ROMA INTERVISTA ARRIGO SACCHI / WEB – L’ex ct della Nazionale, Arrigo Sacchi, intervistato da una nota emittente radiofonica locale ha parlato della squadra giallorossa. Molti i temi trattati, dal nuovo allenatore della Roma all’idea di calcio che lo spagnolo sta trasmettendo a Trigoria. Ecco le dichiarazioni più importanti di Sacchi:
Una riflessione su due allenatori, il bianconero Antonio Conte e il giallorosso Luis Enrique:
La Roma di Luis Enrique e la Juventus di Antonio Conte sono due fenomeni isolati. Troppo spesso in Italia c’è il peso dell’opinione pubblica che fa la differenza. Vincere è l’unico verbo che si coniuga. Già tra i ragazzini si nota la voglia di emergere singolarmente, mentre il calcio è uno sport di gruppo. Gli allenatori sono una specie di Don Abbondio, vasi di coccio tra vasi di ferro, con scarsa protezione da parte di chi dovrebbe far crescere il movimento calcistico. Un allenatore bravo, se non ha alle spalle una società competente e quindi paziente, non può esprimersi. Dietro Luis Enrique e Antonio Conte ci sono due società forti.
In particolare sul tecnico asturiano:
Nel caso di Luis Enrique dico bravi ai tifosi della Roma, che lo hanno aspettato, curiosi, affamati di calcio. Di un certo calcio. Un allenatore, sapendo che in Italia si chiede subito il risultato perché dopo tre quattro partite rischia di essere esonerato, tende a non far emergere i giovani. Luis Enrique può contare su una piazza paziente. La scorsa estate visitai il ritiro della Roma. Lo salutai dicendogli ‘Bienvenido a el infierno’, perché spesso chi prova a portare qualcosa di nuovo viene additato di essere un eretico. Però poi mi ha sorpreso favorevolmente la tifoseria. Quella romanista ha accolto Luis Enrique come quella milanista accolse me in rossonero. Sono contento per Luis Enrique, per la Roma, ma sono contento per il calcio italiano, Luis Enrique fa bene al calcio italiano. Di solito si gioca con copioni poco definitivi, basando tutto sulla qualità del singolo. Si lasciava spesso la partita in mano agli avversari. Non posso dimenticare che Maradona con il Napoli correva dietro al terzino Chendo del Real Madrid.
Poi un commento sul calcio italiano:
L’Italia è un Paese per duemila anni invaso. Un giorno ero in Inghilterra per un convegno. Mark Hughes era commissario tecnico del Galles, che mi chiese come fossi riuscito a far correre in avanti i calciatori di una squadra italiana, perché forse per retaggi storici l’italiano arretra timoroso dell’invadenza straniera.

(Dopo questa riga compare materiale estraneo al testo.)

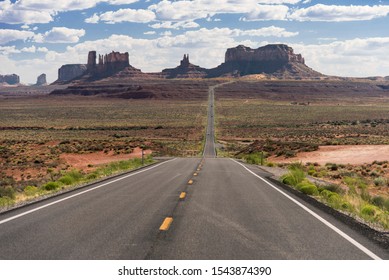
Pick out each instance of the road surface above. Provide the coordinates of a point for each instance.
(230, 211)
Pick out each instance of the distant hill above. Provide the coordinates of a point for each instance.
(12, 79)
(275, 60)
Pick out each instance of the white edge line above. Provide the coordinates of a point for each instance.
(80, 193)
(324, 221)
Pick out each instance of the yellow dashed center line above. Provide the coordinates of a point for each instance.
(182, 195)
(166, 224)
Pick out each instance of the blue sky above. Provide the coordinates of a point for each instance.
(346, 38)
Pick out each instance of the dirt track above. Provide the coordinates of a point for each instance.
(357, 154)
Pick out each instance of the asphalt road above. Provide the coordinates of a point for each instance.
(209, 147)
(230, 212)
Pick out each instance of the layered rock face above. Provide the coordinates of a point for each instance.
(41, 80)
(277, 53)
(70, 72)
(277, 60)
(12, 79)
(185, 70)
(108, 64)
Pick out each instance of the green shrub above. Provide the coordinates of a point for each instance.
(346, 206)
(378, 201)
(331, 187)
(6, 201)
(386, 204)
(75, 175)
(293, 177)
(30, 190)
(254, 158)
(66, 180)
(7, 192)
(50, 186)
(380, 181)
(309, 189)
(368, 210)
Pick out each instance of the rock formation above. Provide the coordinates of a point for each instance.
(12, 79)
(185, 70)
(41, 80)
(271, 61)
(277, 60)
(107, 65)
(69, 72)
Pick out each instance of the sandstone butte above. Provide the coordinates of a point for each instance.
(278, 60)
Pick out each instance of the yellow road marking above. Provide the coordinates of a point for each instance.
(166, 224)
(182, 195)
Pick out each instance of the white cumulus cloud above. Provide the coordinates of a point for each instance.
(60, 35)
(123, 15)
(10, 35)
(336, 13)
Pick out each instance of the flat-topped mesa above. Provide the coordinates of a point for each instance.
(275, 52)
(185, 70)
(275, 60)
(108, 64)
(12, 79)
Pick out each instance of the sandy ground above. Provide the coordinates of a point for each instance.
(81, 161)
(357, 154)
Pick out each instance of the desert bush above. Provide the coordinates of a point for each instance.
(66, 180)
(307, 188)
(331, 187)
(354, 182)
(368, 210)
(254, 158)
(6, 201)
(380, 181)
(378, 201)
(386, 204)
(295, 175)
(50, 186)
(7, 192)
(30, 190)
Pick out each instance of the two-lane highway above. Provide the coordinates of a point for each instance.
(230, 212)
(118, 219)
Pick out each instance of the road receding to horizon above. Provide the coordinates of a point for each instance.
(183, 208)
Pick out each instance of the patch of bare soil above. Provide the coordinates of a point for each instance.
(87, 162)
(342, 154)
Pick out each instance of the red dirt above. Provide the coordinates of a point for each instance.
(350, 154)
(81, 161)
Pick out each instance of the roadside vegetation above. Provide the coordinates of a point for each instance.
(343, 187)
(67, 180)
(38, 134)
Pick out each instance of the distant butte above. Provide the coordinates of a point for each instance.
(185, 70)
(12, 79)
(276, 60)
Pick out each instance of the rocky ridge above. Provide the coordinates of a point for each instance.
(185, 70)
(12, 79)
(41, 80)
(277, 61)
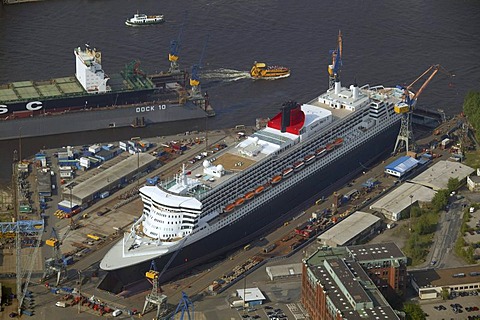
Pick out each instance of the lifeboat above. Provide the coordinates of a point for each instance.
(298, 165)
(320, 152)
(276, 179)
(309, 158)
(287, 172)
(259, 190)
(260, 70)
(338, 142)
(229, 208)
(239, 201)
(249, 195)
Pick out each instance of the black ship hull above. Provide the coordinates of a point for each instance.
(76, 102)
(269, 215)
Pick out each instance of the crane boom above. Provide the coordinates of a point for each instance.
(334, 68)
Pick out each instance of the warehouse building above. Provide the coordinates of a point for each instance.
(251, 296)
(342, 283)
(400, 167)
(284, 271)
(436, 177)
(360, 226)
(430, 283)
(473, 183)
(111, 178)
(398, 201)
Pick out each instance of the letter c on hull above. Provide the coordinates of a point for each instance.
(3, 109)
(34, 105)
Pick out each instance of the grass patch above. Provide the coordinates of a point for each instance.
(5, 217)
(420, 238)
(472, 159)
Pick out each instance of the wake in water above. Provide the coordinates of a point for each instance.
(227, 75)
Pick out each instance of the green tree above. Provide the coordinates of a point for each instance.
(471, 108)
(453, 184)
(445, 294)
(440, 200)
(413, 311)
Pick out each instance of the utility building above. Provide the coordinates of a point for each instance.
(337, 285)
(401, 166)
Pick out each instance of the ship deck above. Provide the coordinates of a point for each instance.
(64, 87)
(28, 90)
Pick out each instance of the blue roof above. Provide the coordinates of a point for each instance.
(402, 164)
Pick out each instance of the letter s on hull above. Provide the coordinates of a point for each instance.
(34, 105)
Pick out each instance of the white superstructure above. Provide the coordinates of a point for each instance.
(89, 70)
(229, 185)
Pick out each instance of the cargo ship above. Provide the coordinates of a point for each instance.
(141, 19)
(91, 100)
(261, 70)
(243, 191)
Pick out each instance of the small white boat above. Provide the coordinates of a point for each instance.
(141, 19)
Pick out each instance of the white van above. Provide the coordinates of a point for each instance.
(116, 313)
(61, 304)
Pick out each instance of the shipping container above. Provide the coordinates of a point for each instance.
(105, 194)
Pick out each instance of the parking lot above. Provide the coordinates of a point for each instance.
(460, 307)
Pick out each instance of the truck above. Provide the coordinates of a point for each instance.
(105, 194)
(61, 304)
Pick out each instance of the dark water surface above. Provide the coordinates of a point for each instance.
(385, 42)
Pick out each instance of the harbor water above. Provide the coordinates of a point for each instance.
(384, 43)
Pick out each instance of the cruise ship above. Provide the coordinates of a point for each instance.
(93, 100)
(245, 190)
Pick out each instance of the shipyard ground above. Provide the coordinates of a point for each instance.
(282, 294)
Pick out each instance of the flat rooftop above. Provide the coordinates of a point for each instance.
(436, 177)
(103, 179)
(444, 277)
(372, 252)
(399, 199)
(356, 223)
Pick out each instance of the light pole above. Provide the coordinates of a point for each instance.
(411, 199)
(79, 289)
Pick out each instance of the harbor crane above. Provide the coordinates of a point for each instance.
(334, 68)
(406, 106)
(195, 77)
(54, 264)
(184, 306)
(175, 49)
(155, 298)
(28, 232)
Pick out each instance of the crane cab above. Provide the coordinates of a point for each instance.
(401, 107)
(52, 242)
(152, 274)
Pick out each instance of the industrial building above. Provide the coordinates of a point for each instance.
(393, 204)
(284, 271)
(348, 282)
(401, 166)
(360, 225)
(436, 177)
(430, 283)
(473, 183)
(111, 178)
(251, 296)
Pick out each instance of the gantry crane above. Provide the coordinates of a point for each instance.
(23, 230)
(334, 68)
(185, 305)
(155, 297)
(406, 106)
(195, 77)
(175, 48)
(55, 264)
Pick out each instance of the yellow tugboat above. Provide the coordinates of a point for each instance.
(260, 70)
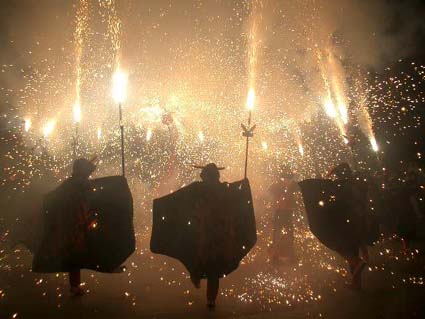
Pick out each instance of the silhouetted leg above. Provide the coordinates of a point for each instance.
(212, 290)
(75, 282)
(356, 268)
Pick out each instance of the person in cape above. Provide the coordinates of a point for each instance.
(283, 203)
(356, 251)
(68, 226)
(209, 226)
(87, 224)
(339, 216)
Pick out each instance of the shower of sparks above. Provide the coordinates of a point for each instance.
(48, 128)
(250, 100)
(80, 32)
(374, 144)
(183, 109)
(27, 124)
(77, 113)
(99, 133)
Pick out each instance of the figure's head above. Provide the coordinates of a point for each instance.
(211, 173)
(342, 171)
(83, 168)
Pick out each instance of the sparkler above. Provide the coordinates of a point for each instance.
(248, 131)
(27, 124)
(374, 144)
(77, 120)
(119, 93)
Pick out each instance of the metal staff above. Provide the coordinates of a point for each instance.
(248, 130)
(120, 84)
(77, 119)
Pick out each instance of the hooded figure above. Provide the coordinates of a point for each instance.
(209, 226)
(86, 224)
(338, 214)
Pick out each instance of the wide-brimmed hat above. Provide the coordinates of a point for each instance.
(210, 171)
(83, 167)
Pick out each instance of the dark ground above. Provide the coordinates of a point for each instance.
(158, 289)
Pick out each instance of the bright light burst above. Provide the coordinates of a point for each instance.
(27, 124)
(77, 112)
(119, 86)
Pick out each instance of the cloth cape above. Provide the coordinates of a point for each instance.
(209, 229)
(338, 214)
(87, 224)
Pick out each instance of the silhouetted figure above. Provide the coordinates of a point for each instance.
(209, 226)
(338, 215)
(87, 224)
(283, 203)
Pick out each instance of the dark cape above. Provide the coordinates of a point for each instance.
(87, 224)
(209, 228)
(338, 214)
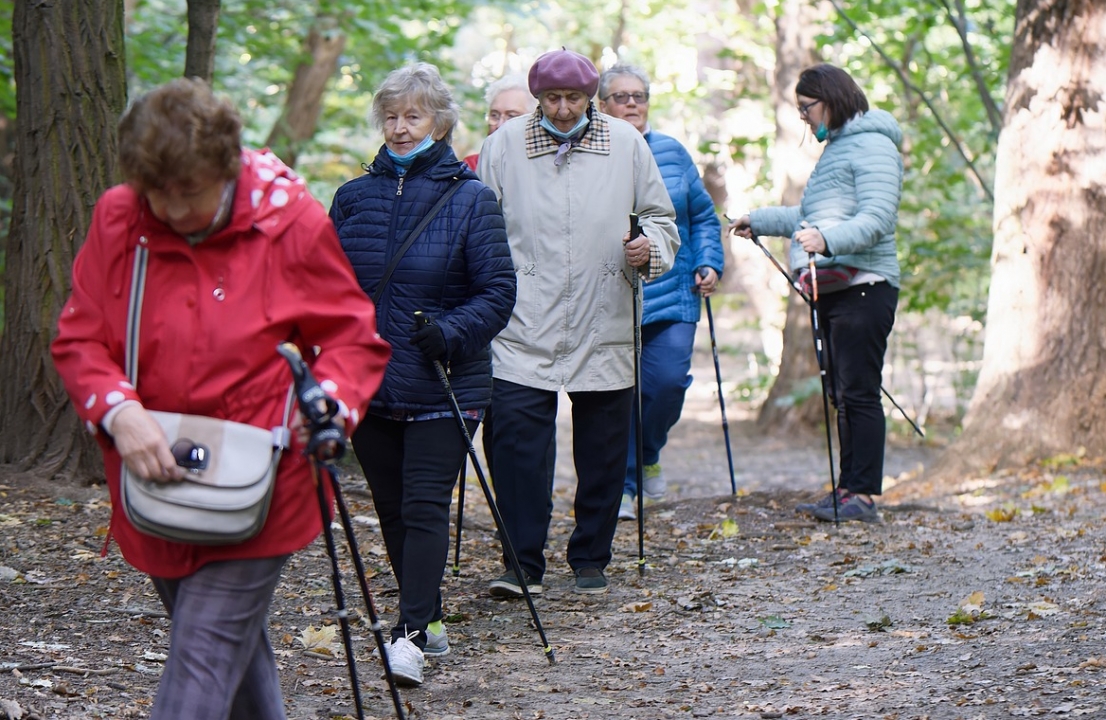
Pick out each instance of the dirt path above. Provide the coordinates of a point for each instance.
(979, 601)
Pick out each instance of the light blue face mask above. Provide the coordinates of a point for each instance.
(581, 124)
(405, 160)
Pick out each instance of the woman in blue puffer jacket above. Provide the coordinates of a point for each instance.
(458, 273)
(673, 301)
(846, 219)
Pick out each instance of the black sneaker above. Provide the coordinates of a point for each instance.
(590, 581)
(809, 508)
(848, 509)
(507, 585)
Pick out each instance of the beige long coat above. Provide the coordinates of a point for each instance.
(573, 325)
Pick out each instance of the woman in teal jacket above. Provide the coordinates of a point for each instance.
(846, 219)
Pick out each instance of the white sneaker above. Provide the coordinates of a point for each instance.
(406, 660)
(628, 508)
(436, 645)
(654, 481)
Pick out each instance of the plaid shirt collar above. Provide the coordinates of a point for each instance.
(596, 137)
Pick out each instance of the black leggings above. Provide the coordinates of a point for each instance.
(857, 322)
(411, 468)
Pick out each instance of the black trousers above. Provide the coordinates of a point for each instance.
(525, 424)
(856, 322)
(411, 468)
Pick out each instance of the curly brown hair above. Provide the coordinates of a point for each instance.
(178, 133)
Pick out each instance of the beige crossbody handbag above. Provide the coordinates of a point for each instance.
(231, 467)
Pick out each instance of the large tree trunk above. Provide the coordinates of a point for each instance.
(202, 28)
(1041, 389)
(70, 90)
(298, 122)
(795, 155)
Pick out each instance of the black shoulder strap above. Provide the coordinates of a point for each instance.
(414, 236)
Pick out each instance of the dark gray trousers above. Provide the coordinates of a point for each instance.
(220, 665)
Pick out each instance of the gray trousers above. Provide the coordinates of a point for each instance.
(220, 665)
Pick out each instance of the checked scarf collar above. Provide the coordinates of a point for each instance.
(596, 137)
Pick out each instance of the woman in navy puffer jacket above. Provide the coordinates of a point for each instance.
(458, 271)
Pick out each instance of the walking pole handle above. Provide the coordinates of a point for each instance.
(319, 409)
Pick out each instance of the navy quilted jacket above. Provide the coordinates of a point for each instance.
(673, 296)
(458, 271)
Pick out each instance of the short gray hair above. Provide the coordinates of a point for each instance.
(513, 81)
(421, 85)
(608, 76)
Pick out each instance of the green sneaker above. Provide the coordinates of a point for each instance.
(654, 481)
(437, 644)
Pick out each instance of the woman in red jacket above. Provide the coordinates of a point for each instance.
(241, 259)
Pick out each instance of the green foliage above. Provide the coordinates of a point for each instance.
(7, 66)
(260, 44)
(924, 77)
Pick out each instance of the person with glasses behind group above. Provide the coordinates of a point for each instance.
(846, 221)
(508, 97)
(671, 301)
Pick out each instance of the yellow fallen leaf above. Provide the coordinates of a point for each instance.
(642, 606)
(317, 638)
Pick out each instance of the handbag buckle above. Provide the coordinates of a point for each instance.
(190, 456)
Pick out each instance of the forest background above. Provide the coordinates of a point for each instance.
(977, 85)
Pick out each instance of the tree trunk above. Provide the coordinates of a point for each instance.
(71, 89)
(790, 404)
(202, 28)
(1041, 388)
(298, 122)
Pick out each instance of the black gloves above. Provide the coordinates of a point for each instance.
(429, 338)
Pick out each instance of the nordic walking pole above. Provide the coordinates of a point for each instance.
(512, 557)
(820, 352)
(327, 442)
(460, 515)
(806, 299)
(635, 284)
(718, 376)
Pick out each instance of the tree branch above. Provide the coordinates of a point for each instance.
(960, 22)
(906, 81)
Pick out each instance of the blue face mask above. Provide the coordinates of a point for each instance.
(405, 160)
(581, 124)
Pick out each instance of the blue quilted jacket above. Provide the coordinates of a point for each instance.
(458, 271)
(671, 296)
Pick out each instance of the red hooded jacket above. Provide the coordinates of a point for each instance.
(212, 315)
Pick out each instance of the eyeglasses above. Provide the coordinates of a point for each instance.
(622, 98)
(804, 108)
(190, 456)
(496, 116)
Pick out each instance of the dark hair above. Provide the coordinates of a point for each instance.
(836, 90)
(178, 133)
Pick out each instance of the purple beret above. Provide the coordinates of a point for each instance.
(563, 70)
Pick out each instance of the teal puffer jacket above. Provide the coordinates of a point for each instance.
(852, 197)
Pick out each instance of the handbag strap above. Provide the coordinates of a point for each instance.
(410, 239)
(131, 347)
(134, 314)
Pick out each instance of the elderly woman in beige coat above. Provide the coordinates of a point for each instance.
(569, 177)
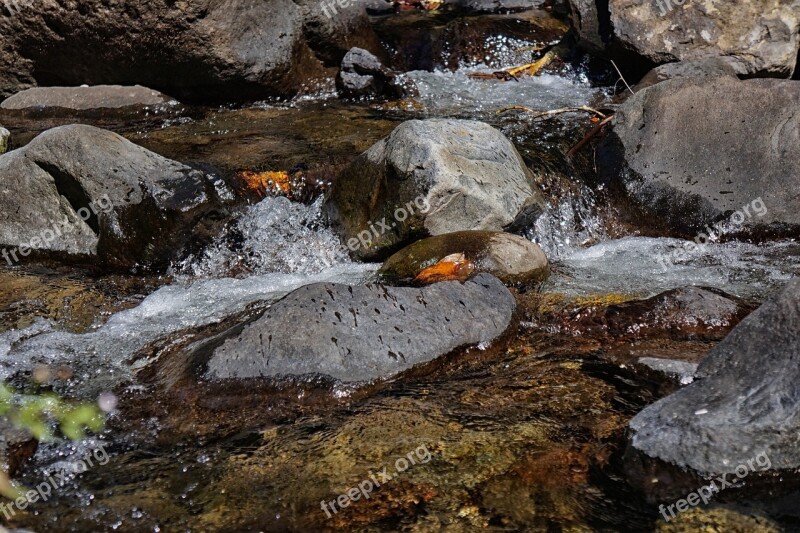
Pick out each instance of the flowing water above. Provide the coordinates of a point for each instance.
(524, 437)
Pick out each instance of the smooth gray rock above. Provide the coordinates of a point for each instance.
(762, 35)
(363, 75)
(361, 333)
(709, 67)
(745, 400)
(5, 137)
(692, 152)
(194, 50)
(80, 190)
(459, 174)
(85, 98)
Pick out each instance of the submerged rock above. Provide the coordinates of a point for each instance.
(359, 333)
(512, 259)
(193, 50)
(708, 67)
(763, 36)
(684, 313)
(689, 159)
(431, 177)
(743, 403)
(363, 75)
(82, 191)
(99, 97)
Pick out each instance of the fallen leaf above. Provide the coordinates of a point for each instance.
(452, 267)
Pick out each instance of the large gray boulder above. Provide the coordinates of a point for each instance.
(432, 177)
(193, 50)
(763, 36)
(745, 400)
(360, 333)
(86, 98)
(82, 191)
(688, 157)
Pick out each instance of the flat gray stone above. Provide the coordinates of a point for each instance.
(362, 333)
(463, 174)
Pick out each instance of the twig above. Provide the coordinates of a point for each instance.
(553, 111)
(594, 131)
(622, 77)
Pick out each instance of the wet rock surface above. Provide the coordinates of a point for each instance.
(743, 403)
(363, 75)
(685, 313)
(512, 259)
(193, 50)
(710, 67)
(361, 333)
(688, 158)
(761, 36)
(99, 97)
(83, 191)
(431, 177)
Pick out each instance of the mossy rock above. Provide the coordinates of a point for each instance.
(512, 259)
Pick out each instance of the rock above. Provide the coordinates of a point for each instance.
(763, 35)
(512, 259)
(594, 29)
(710, 67)
(194, 50)
(416, 44)
(5, 137)
(431, 177)
(687, 158)
(685, 313)
(86, 98)
(359, 333)
(17, 446)
(743, 403)
(80, 190)
(363, 75)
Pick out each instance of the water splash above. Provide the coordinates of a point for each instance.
(456, 94)
(275, 235)
(645, 266)
(275, 247)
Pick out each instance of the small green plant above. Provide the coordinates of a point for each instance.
(40, 414)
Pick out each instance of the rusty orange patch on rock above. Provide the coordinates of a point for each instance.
(453, 267)
(270, 182)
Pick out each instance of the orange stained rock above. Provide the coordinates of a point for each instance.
(267, 182)
(452, 267)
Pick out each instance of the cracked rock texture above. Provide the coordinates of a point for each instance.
(744, 402)
(360, 333)
(687, 157)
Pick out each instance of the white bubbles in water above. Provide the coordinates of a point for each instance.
(107, 402)
(275, 235)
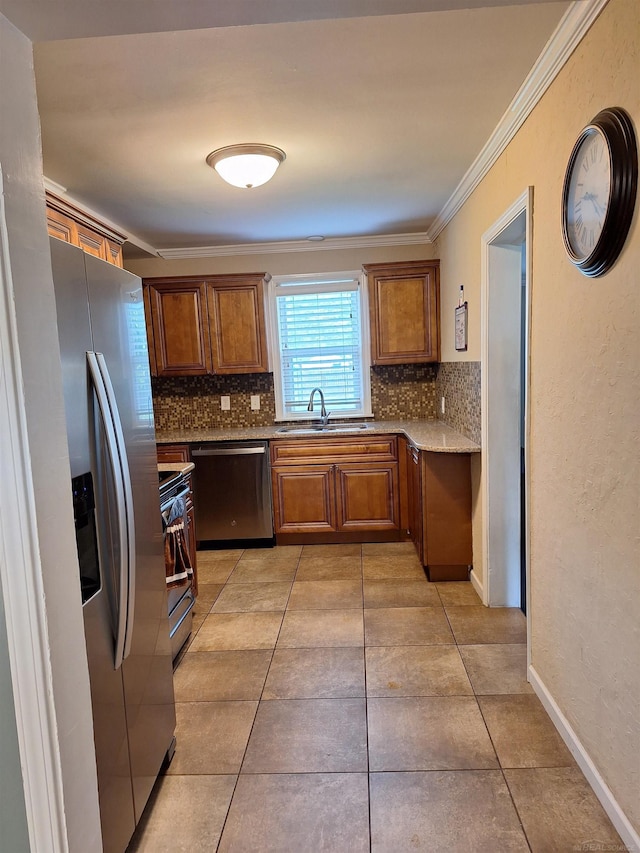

Una considerazione sul nuovo modulo della Roma e sul proprio modo intendere il calcio:
A Luis Enrique pochi giorni fa ho chiesto se i giocatori che ha siano funzionali al suo calcio. Lui mi ha risposto diplomaticamente che i suoi ragazzi si impegnano tutti allo stesso modo. Un allenatore non fa miracoli. Credo che alcuni giocatori non siano funzionali al gioco di Luis Enrique. Un po’ si è adattato, anch’io non potevo chiedere a Virdis quello che faceva Gullit. Di conseguenza non puoi trarre il massimo, in linea con quello che auspichi di poter fare. Ma la proposta di Luis Enrique non ha niente in comune con il classico calcio all’italiana.
Infine un commento su Daniele De Rossi e sul suo rinnovo contrattuale ancora incerto:
Per De Rossi c’è stato un errore di valutazione, perché per un calciatore di simile livello non si dovrebbe arrivare a un anno dalla scadenza, e in una situazione simile la maggior parte dei calciatori si sarebbero già accordati con altre società. Ma De Rossi è diverso. Quando ero al Real Madrid sentii il mio amico Sergio Berti perché lo avrei voluto acquistare. Ma già allora il ragazzo dimostrò grande attaccamento alla Roma.